Compromisso com as Escrituras: caminho para a transformação




“Dá-me entendimento, para que eu guarde a tua lei e a ela obedeça de todo o coração. Dirige-me pelo caminho dos teus mandamentos, pois nele encontro satisfação”. (Salmo 119: 34,35) 


“Ouçam-me cuidadosamente, rogo-lhes... Adquiram livros que sejam remédios para a alma... Ao menos consigam uma cópia do Novo Testamento, as epístolas dos apóstolos, o livro de Atos, os Evangelhos, e tomem-nos como seus mestres constantes... Não apenas mergulhem neles mas nadem também. Mantenham-nos constantemente em mente. A raiz de todos os males é a falta de conhecimento das Escrituras”. João Crisóstomo (347-407)

Uma linda visão tem nos animado e desafiado nos últimos anos. Temos afirmado que ela é a nossa visão para os próximos dez anos, mas na verdade podemos reconhecer, de muitas maneiras, que ela já está entre nós há muito tempo, desde os primórdios deste movimento “de” e “para” estudantes. Essa visão comunica aquilo que desejamos ser: “estudantes que formam comunidades de discípulos transformados pelo Evangelho, para impactar o mundo estudantil, a Igreja e a sociedade para a glória de Cristo”. Sem dúvida, uma meta especial!

Poderíamos nos debruçar sobre os vários elementos que formam esta visão, imaginando as implicações e desdobramentos de cada um para a nossa tarefa missionária. Porém, pensando nos propósitos deste breve artigo, gostaria de focalizar nossa atenção na expressão central “transformados pelo Evangelho”. Ela liga o que “somos” ao que “fazemos”; sustenta de maneira inseparável o nosso “ser” e o nosso “fazer”, nossa “identidade” e nossa “missão”! Nossa identidade como discípulos será marcada por esta “transformação” contínua, operada por Deus através de Sua Palavra, e o resultado gradativo deste processo será uma nova onda de transformação, “para fora”, um impacto comunitário (“estudantes que formam comunidades”) e duradouro em nossas escolas, universidades, igrejas e cidades.

Costumamos afirmar corretamente que a Bíblia possui um papel central em nossa caminhada como movimento, e buscamos traduzir isso em nossos programas de formação e, até mesmo, em nossa prática missionária! Não por acaso, nem por mero “costume”, o estudo e a exposição da Bíblia possuem um lugar de destaque em nossos encontros e atividades. 

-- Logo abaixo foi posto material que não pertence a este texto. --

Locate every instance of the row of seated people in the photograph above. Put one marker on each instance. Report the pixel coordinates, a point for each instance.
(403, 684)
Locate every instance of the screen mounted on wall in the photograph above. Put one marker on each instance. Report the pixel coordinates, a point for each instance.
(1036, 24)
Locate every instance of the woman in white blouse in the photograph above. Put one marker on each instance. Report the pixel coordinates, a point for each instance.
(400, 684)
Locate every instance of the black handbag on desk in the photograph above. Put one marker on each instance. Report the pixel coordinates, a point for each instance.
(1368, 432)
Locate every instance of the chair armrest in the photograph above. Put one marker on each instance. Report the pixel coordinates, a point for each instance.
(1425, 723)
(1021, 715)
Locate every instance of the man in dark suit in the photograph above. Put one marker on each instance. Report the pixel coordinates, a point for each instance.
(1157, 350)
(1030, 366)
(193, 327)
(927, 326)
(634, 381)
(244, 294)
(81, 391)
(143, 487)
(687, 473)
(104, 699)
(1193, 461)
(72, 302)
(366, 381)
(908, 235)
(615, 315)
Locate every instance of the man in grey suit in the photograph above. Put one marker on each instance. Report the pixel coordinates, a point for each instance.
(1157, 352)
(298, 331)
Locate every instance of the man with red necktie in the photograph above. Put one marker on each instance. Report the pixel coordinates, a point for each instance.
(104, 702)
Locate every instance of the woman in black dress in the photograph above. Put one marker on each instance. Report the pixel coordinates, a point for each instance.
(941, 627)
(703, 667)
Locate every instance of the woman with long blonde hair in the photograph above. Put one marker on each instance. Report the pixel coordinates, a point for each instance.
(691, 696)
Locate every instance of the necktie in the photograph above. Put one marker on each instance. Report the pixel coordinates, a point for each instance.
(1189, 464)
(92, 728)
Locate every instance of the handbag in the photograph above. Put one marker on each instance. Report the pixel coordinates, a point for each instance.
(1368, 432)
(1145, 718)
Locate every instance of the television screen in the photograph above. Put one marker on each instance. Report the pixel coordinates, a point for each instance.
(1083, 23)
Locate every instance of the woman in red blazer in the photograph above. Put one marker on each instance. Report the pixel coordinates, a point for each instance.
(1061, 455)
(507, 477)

A palavra revelada de Deus é o nosso texto por excelência – a “lente” principal por meio da qual conseguimos “ler” a realidade, e não o contrário. Mas é claro, para que a Bíblia seja realmente primordial, nossa “palavra primeira”, ela deve “dialogar” e ter algo a dizer à “palavra segunda”, que é o contexto no qual vivemos. Jorge Atiencia, que foi Secretário de Capacitação da CIEE na América Latina, diz que “esta é uma aproximação existencial à Palavra, onde o ser é tão importante como o conhecer”. E prossegue: “A Bíblia não é um manual de doutrinamento para programar a conduta. É um manual de vida; quando leio, respondo a ela como uma pessoa livre, em uma situação histórica concreta. A Palavra de Deus me encontra como um ser ativo, me propõe um caminho e me convida a tomar uma decisão: ‘Escolhe, pois, a vida’ (Dt 30:15)”.

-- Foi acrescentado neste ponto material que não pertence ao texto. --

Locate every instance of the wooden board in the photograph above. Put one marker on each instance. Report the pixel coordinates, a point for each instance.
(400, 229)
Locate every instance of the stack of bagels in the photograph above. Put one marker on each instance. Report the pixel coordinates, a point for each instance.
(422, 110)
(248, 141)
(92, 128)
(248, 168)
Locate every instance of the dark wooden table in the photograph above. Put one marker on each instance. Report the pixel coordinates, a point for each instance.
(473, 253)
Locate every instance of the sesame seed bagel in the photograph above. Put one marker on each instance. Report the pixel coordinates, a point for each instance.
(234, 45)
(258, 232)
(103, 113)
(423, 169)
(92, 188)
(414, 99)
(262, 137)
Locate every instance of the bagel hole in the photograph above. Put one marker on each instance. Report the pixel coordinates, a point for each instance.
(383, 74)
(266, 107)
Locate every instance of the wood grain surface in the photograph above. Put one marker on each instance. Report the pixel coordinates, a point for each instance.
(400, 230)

Outro elemento importante nesta discussão tem a ver com o objetivo do estudo bíblico. O Pr. Osmar Ludovico nos lembra que “o Deus em quem cremos é Logos, Palavra. Ele tem voz, fala face a face como um amigo... e deseja se fazer conhecido”. A Palavra de Deus nos põe no caminho do encontro com o Deus da Palavra. Ou, colocando em outros termos, a palavra escrita nos conduz à Palavra Viva de Deus: Jesus Cristo. E em Jesus Cristo conhecemos a Deus como Ele é, e ao homem como deveria ser. Ainda segundo Osmar, “as Escrituras devem ser vistas como expressão de amor de um Deus sequioso por estabelecer vínculos de intimidade com sua criatura. Imersos nesse amor, lemos a Bíblia com olhar diferenciado. As Escrituras deixam de ser listas de doutrinas ou regras, tornando-se cartas de amor de um Deus apaixonado, como o noivo que ansiosamente aguarda a noiva”.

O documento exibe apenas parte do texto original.